Friday, March 9, 2012

Review: "Sunset: Pact Arcanum: Book One" by Arshad Ahsanuddin


Title: Sunset: Pact Arcanum: Book One
Author: Arshad Ahsanuddin
Available: Smashwords
Summary: "With millennia-old magic, emerging romance, and ever-shifting allegiances, this inventive new series unveils a scintillating, homoerotic world of Nightwalkers, Daywalkers, Sentinels, and Humans, who battle for world dominance in the not-too-distant future.


Los Angeles, 2040. The terrorist Medusa and her followers threaten to destroy the metropolis with a nuclear bomb. One individual, the vampire Nicholas Jameson, comes forward to oppose them. 


For tens of thousands of years, the vampires, called Nightwalkers, had been entrenched in a bitter feud with their enemies, the Sentinels, those born to destroy the Nightwalkers with magic and steel. The battle drew to a close once the Redeemer offered the two sides a new path, allowing the Nightwalkers to step back into the sunlight as Daywalkers, in return for giving up the sword. 


When Nick takes on the terrorists, he exposes his powers and advanced technology that had been previously unknown to humanity. In the wake of the confrontation, the fragile peace between the races hangs perilously in the balance. Will coexistence be possible, or will the final war destroy them all?"
Source: I purchased this on my own.


Review: I'm not ever sure where to begin.


This book was pretty crazy, but pretty amazing. It starts off with a hell of a bang and doesn't really let go, though it quiets here and there to let a reader catch their breath. I'm not generally a fan of "action" (any book with a thriller/suspense style plot) books that span as much time as this one did, but it made sense here and I don't imagine it could have been done realistically any other way. The only complaint I have about that was that it left some dramatic events to be told in retrospect, when I would rather have seen them written out.


My only other issue was Nicholas. He kind of became a character that falls into what I call the Pasquinel Syndrome (a cookie to anyone who recognizes the name), which is a character that commands an unimaginable amount of love, respect and devotion from almost everyone without my seeing the reasons for it. Not to say that I didn't like him, or find him a character I could ultimately side with, but I didn't feel like I saw enough to gain him quite as much of those things as he got from the other characters; his sins forgiven too easily, so to speak, but by the end, I didn't mind it so much. He showed enough in those last events to make me okay with it, unlike other stories where I couldn't do the same for similar characters.

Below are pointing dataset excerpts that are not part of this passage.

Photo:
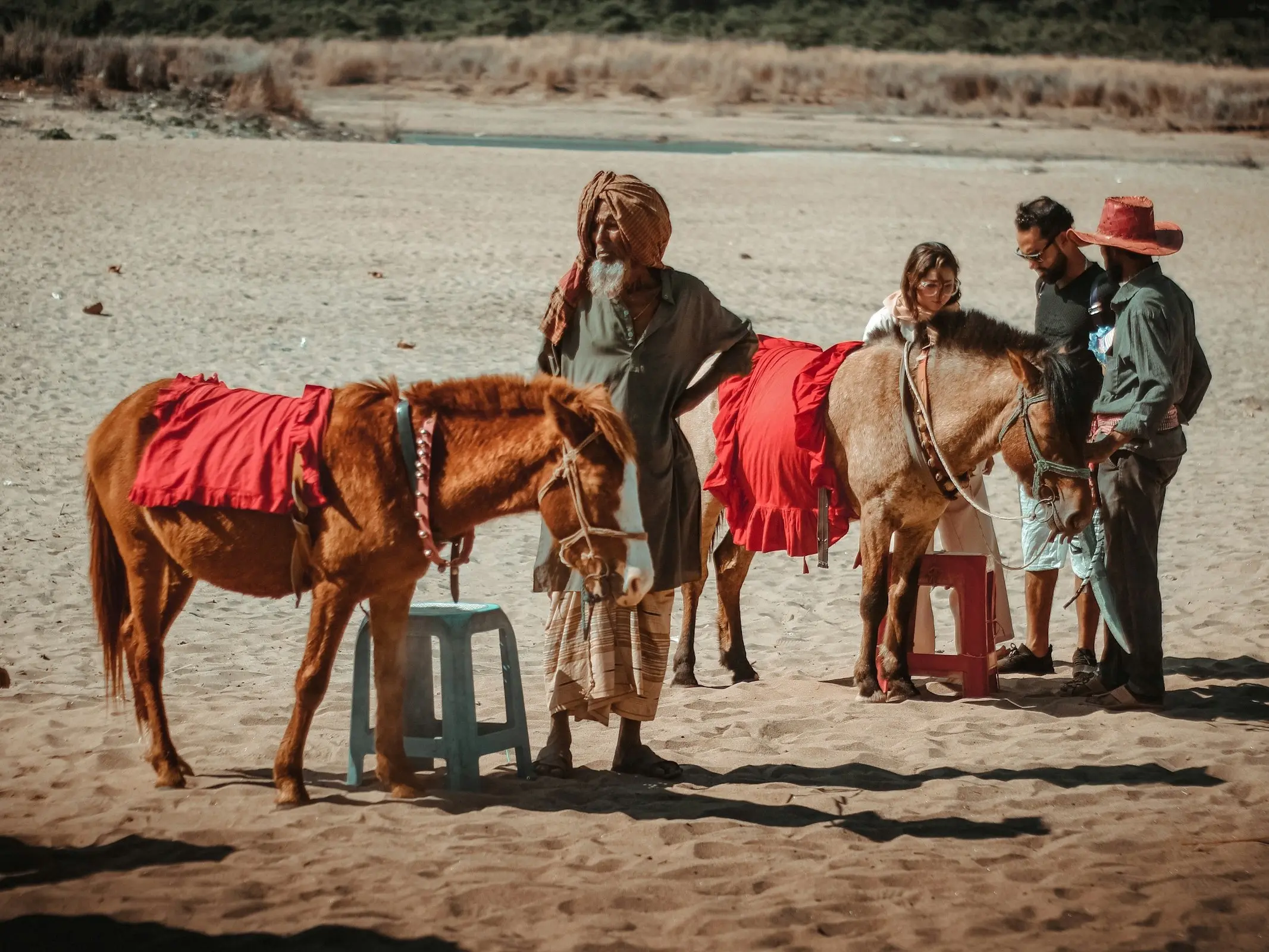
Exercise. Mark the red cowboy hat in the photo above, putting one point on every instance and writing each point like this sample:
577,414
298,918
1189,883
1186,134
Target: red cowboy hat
1129,223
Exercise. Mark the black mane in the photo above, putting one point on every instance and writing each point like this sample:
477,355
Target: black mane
1070,377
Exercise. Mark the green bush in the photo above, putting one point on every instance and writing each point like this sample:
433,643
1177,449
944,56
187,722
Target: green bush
1185,31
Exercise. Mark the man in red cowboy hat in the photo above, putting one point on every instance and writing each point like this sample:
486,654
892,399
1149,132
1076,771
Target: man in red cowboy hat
1155,378
619,317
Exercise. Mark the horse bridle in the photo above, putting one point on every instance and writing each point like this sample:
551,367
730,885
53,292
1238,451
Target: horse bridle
568,471
1041,462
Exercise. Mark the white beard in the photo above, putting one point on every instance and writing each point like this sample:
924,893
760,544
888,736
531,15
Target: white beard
607,278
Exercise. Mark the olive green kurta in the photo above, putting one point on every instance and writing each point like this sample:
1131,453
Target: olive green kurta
645,380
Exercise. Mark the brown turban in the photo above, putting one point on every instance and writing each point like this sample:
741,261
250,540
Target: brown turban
645,224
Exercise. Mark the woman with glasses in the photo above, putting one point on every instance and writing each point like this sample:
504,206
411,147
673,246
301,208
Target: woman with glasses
932,283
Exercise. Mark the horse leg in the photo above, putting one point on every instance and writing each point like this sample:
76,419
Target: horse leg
327,622
873,598
685,655
905,568
390,615
158,589
731,563
178,588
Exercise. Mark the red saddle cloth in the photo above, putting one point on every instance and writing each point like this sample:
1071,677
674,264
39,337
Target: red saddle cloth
773,449
231,449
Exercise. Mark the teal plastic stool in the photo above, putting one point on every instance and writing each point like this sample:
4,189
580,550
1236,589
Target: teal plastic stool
457,738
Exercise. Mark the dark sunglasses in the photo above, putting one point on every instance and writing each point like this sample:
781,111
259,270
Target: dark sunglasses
1035,255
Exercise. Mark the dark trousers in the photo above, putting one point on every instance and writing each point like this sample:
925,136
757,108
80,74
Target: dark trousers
1132,506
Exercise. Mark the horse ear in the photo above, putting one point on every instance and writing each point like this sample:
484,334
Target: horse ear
571,424
1026,369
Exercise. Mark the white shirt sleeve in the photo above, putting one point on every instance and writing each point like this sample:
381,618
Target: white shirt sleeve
880,325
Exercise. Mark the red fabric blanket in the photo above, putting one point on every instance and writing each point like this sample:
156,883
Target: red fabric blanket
231,449
773,452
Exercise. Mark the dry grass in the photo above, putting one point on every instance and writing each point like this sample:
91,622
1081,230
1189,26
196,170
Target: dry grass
1146,94
254,79
259,79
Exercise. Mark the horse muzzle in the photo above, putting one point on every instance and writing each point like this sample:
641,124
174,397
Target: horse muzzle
636,574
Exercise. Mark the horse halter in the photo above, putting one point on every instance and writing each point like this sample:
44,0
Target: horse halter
568,471
1042,465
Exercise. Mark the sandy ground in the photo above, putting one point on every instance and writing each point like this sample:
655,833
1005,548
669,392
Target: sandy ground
804,819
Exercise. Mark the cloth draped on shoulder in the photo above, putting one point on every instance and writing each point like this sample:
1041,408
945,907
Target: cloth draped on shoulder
773,449
645,224
231,449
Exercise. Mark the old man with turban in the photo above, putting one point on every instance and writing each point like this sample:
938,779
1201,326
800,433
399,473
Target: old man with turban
621,318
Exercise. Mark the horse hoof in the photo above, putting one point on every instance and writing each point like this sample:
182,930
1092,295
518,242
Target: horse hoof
291,794
170,777
901,690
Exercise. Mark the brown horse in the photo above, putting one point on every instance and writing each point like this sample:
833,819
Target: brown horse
503,446
983,375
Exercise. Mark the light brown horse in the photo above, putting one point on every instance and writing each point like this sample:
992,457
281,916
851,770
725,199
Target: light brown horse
979,377
499,450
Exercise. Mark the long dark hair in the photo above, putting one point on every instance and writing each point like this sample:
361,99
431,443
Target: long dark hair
924,257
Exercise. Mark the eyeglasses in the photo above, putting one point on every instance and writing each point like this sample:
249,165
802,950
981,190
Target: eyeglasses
1035,255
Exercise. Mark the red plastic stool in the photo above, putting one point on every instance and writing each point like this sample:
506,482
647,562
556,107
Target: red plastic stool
970,575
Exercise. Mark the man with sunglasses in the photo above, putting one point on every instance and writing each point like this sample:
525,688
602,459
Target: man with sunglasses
1063,289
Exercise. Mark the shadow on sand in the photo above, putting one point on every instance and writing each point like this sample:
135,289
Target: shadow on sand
23,865
876,778
103,932
603,793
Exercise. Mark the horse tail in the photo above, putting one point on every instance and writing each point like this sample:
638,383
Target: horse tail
109,591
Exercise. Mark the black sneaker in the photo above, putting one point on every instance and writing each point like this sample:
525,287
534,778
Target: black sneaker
1084,662
1018,659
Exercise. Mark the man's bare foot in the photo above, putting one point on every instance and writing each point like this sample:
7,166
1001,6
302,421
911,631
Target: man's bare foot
645,762
554,762
556,758
634,756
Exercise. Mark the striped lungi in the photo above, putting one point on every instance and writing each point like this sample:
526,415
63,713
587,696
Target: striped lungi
619,669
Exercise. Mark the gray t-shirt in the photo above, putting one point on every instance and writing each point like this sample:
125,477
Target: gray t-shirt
645,378
1063,314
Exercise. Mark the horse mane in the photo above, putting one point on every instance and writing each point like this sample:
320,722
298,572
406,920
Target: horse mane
504,395
1066,377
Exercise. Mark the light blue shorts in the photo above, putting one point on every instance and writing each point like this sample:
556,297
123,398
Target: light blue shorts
1041,555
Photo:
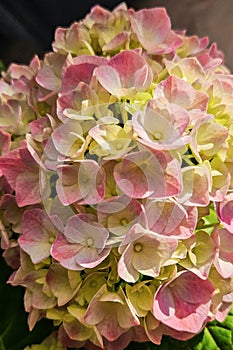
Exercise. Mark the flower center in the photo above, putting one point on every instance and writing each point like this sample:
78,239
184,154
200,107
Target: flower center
93,284
138,247
51,239
84,179
157,136
90,242
119,146
124,222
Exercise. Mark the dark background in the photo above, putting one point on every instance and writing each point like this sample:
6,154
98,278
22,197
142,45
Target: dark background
27,26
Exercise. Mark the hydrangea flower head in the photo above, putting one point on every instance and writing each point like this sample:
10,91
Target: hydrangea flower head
116,163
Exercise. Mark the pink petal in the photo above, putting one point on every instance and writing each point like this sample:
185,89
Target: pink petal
22,172
37,231
81,70
153,29
171,219
183,303
65,253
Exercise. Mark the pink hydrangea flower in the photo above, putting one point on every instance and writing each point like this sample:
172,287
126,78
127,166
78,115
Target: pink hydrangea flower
83,243
161,126
148,174
183,303
125,74
224,211
111,313
153,30
171,219
143,251
22,172
82,182
38,234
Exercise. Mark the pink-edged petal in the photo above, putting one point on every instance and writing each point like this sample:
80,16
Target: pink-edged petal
171,219
125,269
65,253
38,234
224,257
180,92
22,172
83,183
224,211
184,302
81,70
153,29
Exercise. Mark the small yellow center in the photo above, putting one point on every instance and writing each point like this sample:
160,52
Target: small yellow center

I don't want to divulge too much, but the stuff with Icarus at the end... I don't think a book has produced this level of emotional response in me in a long time and that's incredible.


It's funny. The first... hundred pages or so are very densely packed with world-building, it was slow for me to get through. I felt like I needed a manual to keep up with it and a flow chart for all the emotional attachments, but once I got a grip on it, it moved very well. At one early point, I worried if I could finish it but am so, so glad that I did. It was worth it. The world-building and history (both world and character), if dense up front, was amazingly complex and fascinating.


I had originally been planning to give this a 4 or 4.5 because of the issues I mentioned above and other little things here and there, but the complexity of the world-building and the last several chapters just blew me away. It's gotta be a 5 Fireballs, and I don't imagine it will be long before I'm checking out more of this series!


As a footnote, it was also one of the best packaged indie books I've seen, in terms of formatting (it gets one formatting detail right that a lot of indie books don't), editing and cover art.